Although I’m the only one working from Portugal, I’m in touch with my Dutch colleagues every day. Collaborating via Skype is like sitting in the same office building, just in another room. The only difference is that I never run into anyone during my coffee or lunch breaks. Whenever I need to travel for work, like to Brussels to give a project presentation, it’s a nice opportunity for me to see my colleagues again.”
Most of Sjors’s work is related to climate policy in the EU and the European Commission in particular. His specialist area in climate policy is the Emissions Trading System, where he works on both developing and implementing new policy. “During each project, we work on aspects such as the regulations for issuing free emissions rights and how to structure them as fairly as possible while keeping administration to a minimum. China has recently also expressed interest in the Emissions Trading System. So in another project we are looking at how we can help the Chinese set up their own system, applying the lessons learned in Europe straight away.”
Sjors’s projects are not only related to climate policy, however. “Other projects of mine are in the field of bio-energy, where I do work for both companies and national government bodies, answering various questions such as: How should bio-energy laws be structured? How are companies affected by the laws? And what qualifies as bio-energy?”
Consulting work suits Sjors. “It’s hard to imagine what consultancy is like before you start doing it. I enjoyed the consulting work I did during my work placement so much that I simply kept on with it afterwards. Working on the cutting edge is what excites me the most, and the feeling that my work is being put to good use in practice. To me, consultancy is looking ahead and solving problems before they become problems.”

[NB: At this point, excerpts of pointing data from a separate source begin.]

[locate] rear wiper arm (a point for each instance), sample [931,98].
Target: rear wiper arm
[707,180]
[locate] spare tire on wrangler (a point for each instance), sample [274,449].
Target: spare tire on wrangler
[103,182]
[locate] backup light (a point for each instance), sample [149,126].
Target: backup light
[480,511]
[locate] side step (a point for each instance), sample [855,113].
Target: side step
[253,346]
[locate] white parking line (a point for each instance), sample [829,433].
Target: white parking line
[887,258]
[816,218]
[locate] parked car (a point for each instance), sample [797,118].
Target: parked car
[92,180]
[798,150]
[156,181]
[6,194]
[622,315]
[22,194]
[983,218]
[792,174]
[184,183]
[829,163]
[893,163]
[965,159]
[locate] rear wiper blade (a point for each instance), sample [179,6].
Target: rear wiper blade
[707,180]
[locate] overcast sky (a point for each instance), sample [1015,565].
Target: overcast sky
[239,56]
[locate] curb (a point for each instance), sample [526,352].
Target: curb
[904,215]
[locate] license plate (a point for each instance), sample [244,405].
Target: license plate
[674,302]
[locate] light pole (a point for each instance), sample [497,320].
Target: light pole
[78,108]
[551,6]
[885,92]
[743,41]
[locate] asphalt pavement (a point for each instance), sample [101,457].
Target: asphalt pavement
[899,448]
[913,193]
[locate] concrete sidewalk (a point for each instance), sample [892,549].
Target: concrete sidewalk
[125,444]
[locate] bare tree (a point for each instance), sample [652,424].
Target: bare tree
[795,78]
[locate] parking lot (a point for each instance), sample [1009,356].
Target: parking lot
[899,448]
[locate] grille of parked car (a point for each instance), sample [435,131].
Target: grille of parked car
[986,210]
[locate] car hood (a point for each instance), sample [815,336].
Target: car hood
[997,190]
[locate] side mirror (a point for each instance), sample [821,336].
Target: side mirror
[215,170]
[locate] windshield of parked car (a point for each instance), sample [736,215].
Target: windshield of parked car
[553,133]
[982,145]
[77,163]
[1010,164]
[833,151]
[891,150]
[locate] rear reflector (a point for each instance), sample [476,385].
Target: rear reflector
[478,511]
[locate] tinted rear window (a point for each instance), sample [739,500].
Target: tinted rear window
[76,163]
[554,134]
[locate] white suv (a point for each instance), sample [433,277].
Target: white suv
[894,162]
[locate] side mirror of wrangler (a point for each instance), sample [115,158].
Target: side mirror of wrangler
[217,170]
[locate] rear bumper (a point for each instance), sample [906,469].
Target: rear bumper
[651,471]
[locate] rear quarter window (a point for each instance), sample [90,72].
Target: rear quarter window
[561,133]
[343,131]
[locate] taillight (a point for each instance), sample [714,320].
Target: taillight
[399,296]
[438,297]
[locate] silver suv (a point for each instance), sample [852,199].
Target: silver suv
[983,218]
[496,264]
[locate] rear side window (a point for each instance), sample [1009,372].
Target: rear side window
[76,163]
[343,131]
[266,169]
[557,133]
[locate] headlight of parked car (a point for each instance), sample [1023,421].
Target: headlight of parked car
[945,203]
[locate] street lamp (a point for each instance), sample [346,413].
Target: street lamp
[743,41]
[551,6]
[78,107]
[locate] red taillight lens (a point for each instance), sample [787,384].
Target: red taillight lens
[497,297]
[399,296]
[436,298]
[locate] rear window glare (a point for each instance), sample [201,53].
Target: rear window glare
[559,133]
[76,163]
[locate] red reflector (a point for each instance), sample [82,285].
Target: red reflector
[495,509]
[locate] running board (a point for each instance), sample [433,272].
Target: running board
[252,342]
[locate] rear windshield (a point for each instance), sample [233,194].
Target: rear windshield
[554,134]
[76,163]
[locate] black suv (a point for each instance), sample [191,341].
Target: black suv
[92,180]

Sjors believes that the blend of natural and social sciences in the Bachelor's programme in Environmental Sciences is a major advantage. “It provides a very broad foundation, and once you are used to it, it helps you to think along a range of different lines, especially when dealing with environmental issues. I would definitely choose an integrated programme again, no question.” He also sees the international character of Wageningen University as a major plus. “You learn about cultural differences and how to communicate in English with people from a range of nationalities, which is a great help when working on international projects later on. I think Environmental Sciences is a good choice for anybody seeking to work on a sustainable future by applying knowledge from a range of scientific fields.”